We Have Zero Idea How Many Poisons are in Fracking Water That Ends Up in Our Aquifers
According to a new study, it’s virtually impossible to tell how many
poisonous chemicals contaminate California’s water supply through
fracking, and how much damage it’s causing, reported ThinkProgress.
Because it’s so difficult to determine what chemicals are damaging
the state’s water supply, the California Council on Science and
Technology (CCST) has recommended that agencies ban the reuse of
fracking wastewater. That means not transporting wastewater into
aquifers used for irrigation, drinking water, or returning the water
back to nature.
During the fracking process, chemical-laden water is used to assist
in drilling for oil and natural gas. The process generates millions of
gallons of wastewater that’s contaminated with hundreds of chemicals,
many of which are unknown under the protection of proprietary-use laws.
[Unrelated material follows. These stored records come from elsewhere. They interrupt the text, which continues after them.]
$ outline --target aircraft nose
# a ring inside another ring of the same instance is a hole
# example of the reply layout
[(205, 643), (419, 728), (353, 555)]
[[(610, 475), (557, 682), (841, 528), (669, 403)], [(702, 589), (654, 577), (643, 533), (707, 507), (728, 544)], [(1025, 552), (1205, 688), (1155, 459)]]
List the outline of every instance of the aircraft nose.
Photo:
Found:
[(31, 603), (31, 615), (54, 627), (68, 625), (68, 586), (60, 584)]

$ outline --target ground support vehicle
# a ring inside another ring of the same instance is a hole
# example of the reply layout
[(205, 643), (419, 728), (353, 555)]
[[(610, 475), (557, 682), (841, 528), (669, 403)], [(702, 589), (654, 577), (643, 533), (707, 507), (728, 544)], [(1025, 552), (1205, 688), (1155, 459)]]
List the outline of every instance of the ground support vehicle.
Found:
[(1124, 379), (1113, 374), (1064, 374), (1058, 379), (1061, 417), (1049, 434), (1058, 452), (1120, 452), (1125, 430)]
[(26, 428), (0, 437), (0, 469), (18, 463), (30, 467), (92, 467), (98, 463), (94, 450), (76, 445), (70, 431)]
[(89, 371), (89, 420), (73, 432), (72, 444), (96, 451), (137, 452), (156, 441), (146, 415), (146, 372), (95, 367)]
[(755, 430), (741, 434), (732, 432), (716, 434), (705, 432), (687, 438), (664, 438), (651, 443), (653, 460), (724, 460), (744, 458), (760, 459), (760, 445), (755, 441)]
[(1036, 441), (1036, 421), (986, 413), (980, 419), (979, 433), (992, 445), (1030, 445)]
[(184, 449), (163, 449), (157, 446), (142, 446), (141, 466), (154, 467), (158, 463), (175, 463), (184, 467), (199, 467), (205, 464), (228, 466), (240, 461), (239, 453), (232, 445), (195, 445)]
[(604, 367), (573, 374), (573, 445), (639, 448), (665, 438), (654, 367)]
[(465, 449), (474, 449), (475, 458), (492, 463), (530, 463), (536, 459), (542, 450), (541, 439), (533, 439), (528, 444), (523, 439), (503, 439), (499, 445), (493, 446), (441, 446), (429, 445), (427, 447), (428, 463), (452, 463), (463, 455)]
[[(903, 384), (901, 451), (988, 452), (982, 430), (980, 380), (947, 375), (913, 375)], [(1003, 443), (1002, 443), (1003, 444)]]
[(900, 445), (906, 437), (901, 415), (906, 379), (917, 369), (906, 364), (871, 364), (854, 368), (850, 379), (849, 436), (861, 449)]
What to do with the wastewater has become a controversial issue. The
study noted that no California agency “has conducted a systematic study
of the possible impacts” of fracking wastewater.
There has only been one independent water contamination study done in
California, and other similar studies in different American regions
provide mixed results. Because there is little information on what
chemicals are used during fracking or how they may affect the
environment, there isn’t a hard and fast starting point to conduct
studies measuring wastewater contamination. According to the CCST study,
“most groundwater sampling studies do not even measure stimulation
chemicals, partly because their full chemical composition and reaction
products were unknown prior to this study.”